A wave of electricity surged toward the finish line. The outcome always seemed in doubt as jerseys kept changing positions.

Bang. Bang. Lido would fire his pistol in the air signaling the race was over. I often wondered if it was loaded, for from the way he handled it I was sure it had other uses.

The judges would now confer among themselves as to the second through fifth placings. Then one of them would confer with Lido. The crowd was silent. Lido would pull the cigar out of his mouth, pause for a moment, and in a gravelly voice that was just above a whisper he would say Gussie won that sprint. He put the cigar back in his mouth and folded his arms across his chest. There were no arguments.

Gussie won that sprint. Actually it was true since races did end in sprints which Gussie won. But in team races and in points races laps gained count above sprint prime points.

Lido could say, Gussie won that sprint, but the team of the Gatto Brothers had in fact taken second or even third place. When this happened in team races it was usually behind the teams of Les Williams and Don Peterson or the Rhodes Brothers.

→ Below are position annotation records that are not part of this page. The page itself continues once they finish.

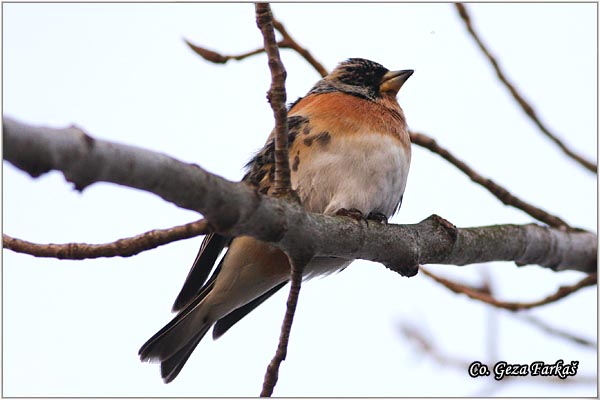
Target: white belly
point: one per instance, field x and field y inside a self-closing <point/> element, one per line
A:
<point x="367" y="172"/>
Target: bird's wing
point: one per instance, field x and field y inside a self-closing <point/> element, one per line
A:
<point x="233" y="317"/>
<point x="211" y="247"/>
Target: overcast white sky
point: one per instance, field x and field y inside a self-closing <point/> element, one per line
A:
<point x="123" y="73"/>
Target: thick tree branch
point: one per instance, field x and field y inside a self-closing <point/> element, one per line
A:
<point x="235" y="209"/>
<point x="527" y="108"/>
<point x="277" y="98"/>
<point x="501" y="193"/>
<point x="123" y="247"/>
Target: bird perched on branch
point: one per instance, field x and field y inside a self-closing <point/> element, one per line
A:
<point x="349" y="152"/>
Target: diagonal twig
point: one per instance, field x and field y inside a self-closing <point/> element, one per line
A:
<point x="501" y="193"/>
<point x="561" y="293"/>
<point x="527" y="108"/>
<point x="551" y="330"/>
<point x="272" y="373"/>
<point x="287" y="42"/>
<point x="123" y="247"/>
<point x="277" y="98"/>
<point x="283" y="186"/>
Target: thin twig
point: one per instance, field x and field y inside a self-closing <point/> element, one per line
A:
<point x="287" y="42"/>
<point x="427" y="346"/>
<point x="217" y="58"/>
<point x="272" y="373"/>
<point x="277" y="98"/>
<point x="561" y="293"/>
<point x="538" y="323"/>
<point x="123" y="247"/>
<point x="501" y="193"/>
<point x="527" y="108"/>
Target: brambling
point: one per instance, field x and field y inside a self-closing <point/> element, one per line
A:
<point x="349" y="152"/>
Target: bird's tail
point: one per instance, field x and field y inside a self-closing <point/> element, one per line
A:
<point x="173" y="344"/>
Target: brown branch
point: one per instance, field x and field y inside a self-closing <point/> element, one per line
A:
<point x="501" y="193"/>
<point x="527" y="108"/>
<point x="538" y="323"/>
<point x="217" y="58"/>
<point x="561" y="293"/>
<point x="427" y="346"/>
<point x="234" y="209"/>
<point x="272" y="373"/>
<point x="287" y="42"/>
<point x="277" y="98"/>
<point x="123" y="247"/>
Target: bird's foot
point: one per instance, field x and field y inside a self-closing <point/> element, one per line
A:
<point x="377" y="217"/>
<point x="353" y="213"/>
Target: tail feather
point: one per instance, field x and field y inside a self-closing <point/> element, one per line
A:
<point x="211" y="247"/>
<point x="171" y="367"/>
<point x="180" y="332"/>
<point x="235" y="316"/>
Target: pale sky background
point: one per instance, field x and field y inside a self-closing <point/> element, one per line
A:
<point x="123" y="73"/>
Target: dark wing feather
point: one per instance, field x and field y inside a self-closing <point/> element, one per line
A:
<point x="211" y="247"/>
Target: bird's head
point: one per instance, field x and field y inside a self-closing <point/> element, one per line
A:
<point x="363" y="78"/>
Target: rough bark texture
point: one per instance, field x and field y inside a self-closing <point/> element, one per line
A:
<point x="235" y="209"/>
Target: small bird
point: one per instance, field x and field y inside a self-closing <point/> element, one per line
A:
<point x="349" y="152"/>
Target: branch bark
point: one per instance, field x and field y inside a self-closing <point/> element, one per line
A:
<point x="123" y="247"/>
<point x="235" y="209"/>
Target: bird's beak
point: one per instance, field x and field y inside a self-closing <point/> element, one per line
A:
<point x="392" y="81"/>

In spite of the seemingly obvious, there were times when the unthinkable happened. Someone — usually a Sicilian whose son was in the race — actually questioned Lido's decision.

What's the matter with you, didn't you see my boy Luigi. Luigi won that sprint. Punctuated, of course, by hand and arm waving.

Amazingly Lido would listen patiently, wait till papa's arms quit flailing, and then re-render his decision. Sometimes he would even put his arms on papa's shoulder. I know how you gotta feel, but Gussie won that sprint.

Placated, papa sat down. Luigi felt better. The placings, however, remained the same.